Understood by most on the Rust community, not by others.

Most outside of the community aren't aware that nomicon points out exactly this.

By the way, there are also ways to cause havoc within a single program, example using a file as backing store being accessed by multiple threads concurrently, or accessing database data without transactions.

My goal is not to bash Rust, rather to trigger discussions around these kind of problems.

Both those situations are race conditions, but neither are data races. Rust only prevents data races, which is a specific kind of race condition, but it does not prevent race conditions in general.
It is the "in general" I care about and think it gets too little discussion on the community, because just like some RIR threads, the details get lost in the discussion.
When can data races across processes happen?

Are you talking about databases, services or IO and such?

I guess the simplest example is shared memory between processes.
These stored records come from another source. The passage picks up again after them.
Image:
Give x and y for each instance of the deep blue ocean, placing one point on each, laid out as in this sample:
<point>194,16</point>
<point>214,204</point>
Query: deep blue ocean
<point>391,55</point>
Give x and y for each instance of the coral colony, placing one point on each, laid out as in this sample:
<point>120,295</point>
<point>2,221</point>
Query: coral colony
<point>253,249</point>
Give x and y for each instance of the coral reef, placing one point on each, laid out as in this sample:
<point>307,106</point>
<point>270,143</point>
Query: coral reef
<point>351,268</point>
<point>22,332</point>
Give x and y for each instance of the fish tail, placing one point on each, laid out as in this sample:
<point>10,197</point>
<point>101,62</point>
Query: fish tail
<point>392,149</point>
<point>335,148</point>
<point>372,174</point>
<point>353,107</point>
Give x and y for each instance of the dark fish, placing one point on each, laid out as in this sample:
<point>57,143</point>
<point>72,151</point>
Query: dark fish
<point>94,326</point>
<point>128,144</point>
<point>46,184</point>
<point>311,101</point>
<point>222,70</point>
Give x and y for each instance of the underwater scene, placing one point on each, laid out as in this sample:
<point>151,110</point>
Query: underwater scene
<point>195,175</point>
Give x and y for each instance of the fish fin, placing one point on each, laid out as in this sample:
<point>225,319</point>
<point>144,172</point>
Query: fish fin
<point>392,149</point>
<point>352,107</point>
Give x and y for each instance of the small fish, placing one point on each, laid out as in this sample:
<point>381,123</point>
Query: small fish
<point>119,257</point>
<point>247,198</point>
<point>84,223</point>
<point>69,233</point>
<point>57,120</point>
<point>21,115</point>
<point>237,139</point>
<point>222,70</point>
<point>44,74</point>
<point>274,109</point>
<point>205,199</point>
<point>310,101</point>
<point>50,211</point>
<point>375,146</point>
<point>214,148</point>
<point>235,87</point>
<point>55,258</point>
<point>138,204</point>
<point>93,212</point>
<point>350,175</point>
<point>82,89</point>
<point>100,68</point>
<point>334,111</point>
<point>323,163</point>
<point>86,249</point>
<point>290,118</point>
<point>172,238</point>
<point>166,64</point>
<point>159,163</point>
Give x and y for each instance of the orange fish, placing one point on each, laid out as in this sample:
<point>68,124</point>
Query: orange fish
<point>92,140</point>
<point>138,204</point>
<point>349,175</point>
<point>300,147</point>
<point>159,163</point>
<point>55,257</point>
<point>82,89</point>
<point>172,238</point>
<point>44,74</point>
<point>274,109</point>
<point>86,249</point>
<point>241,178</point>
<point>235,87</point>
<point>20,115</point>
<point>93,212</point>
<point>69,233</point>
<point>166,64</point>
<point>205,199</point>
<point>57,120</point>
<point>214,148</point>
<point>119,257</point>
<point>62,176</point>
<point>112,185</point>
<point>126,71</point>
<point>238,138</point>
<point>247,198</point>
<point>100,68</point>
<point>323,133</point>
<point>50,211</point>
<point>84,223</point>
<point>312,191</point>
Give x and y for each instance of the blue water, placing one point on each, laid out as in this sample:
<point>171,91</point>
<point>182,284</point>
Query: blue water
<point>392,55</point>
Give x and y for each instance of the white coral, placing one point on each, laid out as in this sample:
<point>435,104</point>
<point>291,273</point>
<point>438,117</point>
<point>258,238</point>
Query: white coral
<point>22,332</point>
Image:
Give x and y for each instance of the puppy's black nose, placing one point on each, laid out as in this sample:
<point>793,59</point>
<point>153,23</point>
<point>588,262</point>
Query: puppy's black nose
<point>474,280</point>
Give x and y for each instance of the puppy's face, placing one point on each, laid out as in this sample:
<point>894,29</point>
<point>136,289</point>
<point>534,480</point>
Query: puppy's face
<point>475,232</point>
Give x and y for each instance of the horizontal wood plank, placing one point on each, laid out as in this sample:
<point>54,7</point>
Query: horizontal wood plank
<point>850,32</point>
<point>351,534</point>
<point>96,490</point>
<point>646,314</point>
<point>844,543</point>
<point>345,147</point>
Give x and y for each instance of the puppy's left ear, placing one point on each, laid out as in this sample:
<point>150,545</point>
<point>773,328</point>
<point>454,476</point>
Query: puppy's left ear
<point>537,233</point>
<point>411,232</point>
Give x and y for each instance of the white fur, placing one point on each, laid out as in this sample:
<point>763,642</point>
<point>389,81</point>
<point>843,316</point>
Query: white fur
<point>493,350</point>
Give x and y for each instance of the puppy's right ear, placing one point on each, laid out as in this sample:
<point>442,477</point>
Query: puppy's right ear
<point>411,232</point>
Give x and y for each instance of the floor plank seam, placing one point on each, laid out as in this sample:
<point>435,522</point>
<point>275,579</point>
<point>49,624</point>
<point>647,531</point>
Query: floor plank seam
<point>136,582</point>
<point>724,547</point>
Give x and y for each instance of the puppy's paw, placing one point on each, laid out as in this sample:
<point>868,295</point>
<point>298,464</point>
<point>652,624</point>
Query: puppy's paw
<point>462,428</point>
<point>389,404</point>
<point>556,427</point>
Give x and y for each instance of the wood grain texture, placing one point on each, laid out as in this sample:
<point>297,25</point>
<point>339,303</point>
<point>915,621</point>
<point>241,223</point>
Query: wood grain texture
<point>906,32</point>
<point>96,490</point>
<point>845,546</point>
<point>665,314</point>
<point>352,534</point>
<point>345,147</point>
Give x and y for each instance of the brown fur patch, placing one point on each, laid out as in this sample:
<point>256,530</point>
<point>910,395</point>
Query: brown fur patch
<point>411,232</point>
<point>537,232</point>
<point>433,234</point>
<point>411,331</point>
Even Python has it: https://docs.python.org/3/library/multiprocessing.shared_mem...

Access to raw memory is locked behind the unsafe keyword though. Rust officially already does not guarantee any safety in that scenario even within 1 process.
There is always unsafe at some level on the standard library.

The point is that it doesn't protect the user of a crate that only exposes a fully safe API, unless they do digging to validate overall architecture safety.

>Even Python

It's not "even". Python specifically has it because it has no real threading.

Python does have real threading. The `threading` module provides os-level threads and synchronization primitives. The only difference between this and multithreading in C or Java is that CPython's GIL prevents more than one thread executing bytecode at a time. This prevents parallelism, but not concurrency.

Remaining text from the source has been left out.